During any PFL taken pursuant to this policy, the University will maintain coverage under any existing group health insurance benefits plan if the employee is eligible for and has elected coverage, as if the employee had continued to work. While on leave, if the employee is receiving a paycheck from the University, s/he will continue to have benefits deductions taken out of each paycheck according to their regular pay schedule. If the employee is not receiving a paycheck from the University, the employee will receive a monthly bill from Employee Benefit Plan Administrators, Inc. (EBPA). Questions can be directed to the Columbia Benefits Service Center by emailing [email protected] or calling 212-851-7000.
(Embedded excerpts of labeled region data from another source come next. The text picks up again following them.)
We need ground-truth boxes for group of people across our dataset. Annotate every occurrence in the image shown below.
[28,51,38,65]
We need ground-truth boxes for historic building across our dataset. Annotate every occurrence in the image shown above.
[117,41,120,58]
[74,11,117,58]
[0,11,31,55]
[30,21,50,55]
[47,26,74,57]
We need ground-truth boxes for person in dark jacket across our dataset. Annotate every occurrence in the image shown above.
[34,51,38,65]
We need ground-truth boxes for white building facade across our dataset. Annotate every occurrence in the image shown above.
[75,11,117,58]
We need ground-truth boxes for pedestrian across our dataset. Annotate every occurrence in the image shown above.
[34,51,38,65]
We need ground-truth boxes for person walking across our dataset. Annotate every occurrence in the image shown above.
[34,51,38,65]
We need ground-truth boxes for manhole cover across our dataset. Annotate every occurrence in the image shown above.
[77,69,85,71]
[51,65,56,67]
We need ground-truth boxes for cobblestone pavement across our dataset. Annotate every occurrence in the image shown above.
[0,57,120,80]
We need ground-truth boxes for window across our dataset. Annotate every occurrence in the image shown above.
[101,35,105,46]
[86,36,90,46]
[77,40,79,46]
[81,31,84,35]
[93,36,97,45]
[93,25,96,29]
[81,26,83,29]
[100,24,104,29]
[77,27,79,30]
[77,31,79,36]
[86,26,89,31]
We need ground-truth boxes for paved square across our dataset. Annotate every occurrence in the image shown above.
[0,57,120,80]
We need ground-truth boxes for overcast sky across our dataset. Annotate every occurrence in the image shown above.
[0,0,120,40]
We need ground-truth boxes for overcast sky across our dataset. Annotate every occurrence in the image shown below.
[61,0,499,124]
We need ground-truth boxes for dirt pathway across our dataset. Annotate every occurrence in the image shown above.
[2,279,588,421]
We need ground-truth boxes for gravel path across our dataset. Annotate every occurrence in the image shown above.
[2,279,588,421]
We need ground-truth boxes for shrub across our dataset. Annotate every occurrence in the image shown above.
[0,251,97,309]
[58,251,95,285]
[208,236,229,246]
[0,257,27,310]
The University’s obligation to maintain health insurance coverage ceases if an employee’s premium payment is more than 30 days late. If an employee’s payment is more than 15 days late, the University will send a letter notifying the employee that coverage will be dropped on a specified date unless the co-payment is received before that date.

A serious health condition is an illness, injury, impairment, or physical or mental condition, including transplantation preparation and recovery from surgery related to organ or tissue donation, that involves: (a) inpatient care in a hospital, hospice or residential health care facility; or (b) continuing treatment or continuing supervision by a health care provider. Subject to certain conditions, the continuing treatment or continuing supervision requirement may be met by a period of incapacity of more than three (3) consecutive full days during which a family member is unable to work, attend school, perform regular daily activities or is otherwise incapacitated due to illness, injury, impairment or physical or mental conditions, and any subsequent treatment or period of incapacity relating to the same condition, that also involves: (a) treatment two or more times by a health care provider; or (b) treatment on at least one occasion by a health care provider, which results in a regimen of continuing treatment under the supervision of the health care provider. The continuing treatment or continuing supervision requirement also may be met by any period during which a family member is unable to work, attend school, perform regular daily activities, or is otherwise incapacitated due to a chronic serious health condition or an illness, injury, impairment, or physical or mental condition for which treatment may not be effective. A chronic serious health condition is one which: (a) requires periodic visits for treatment by a health care provider; (b) continues over an extended period of time (including recurring episodes of a single underlying condition); and (c) may cause episodic rather than a continuing period of incapacity. Examples of such episodic incapacity include but are not limited to asthma, diabetes, and epilepsy. Other conditions may meet the definition of continuing treatment.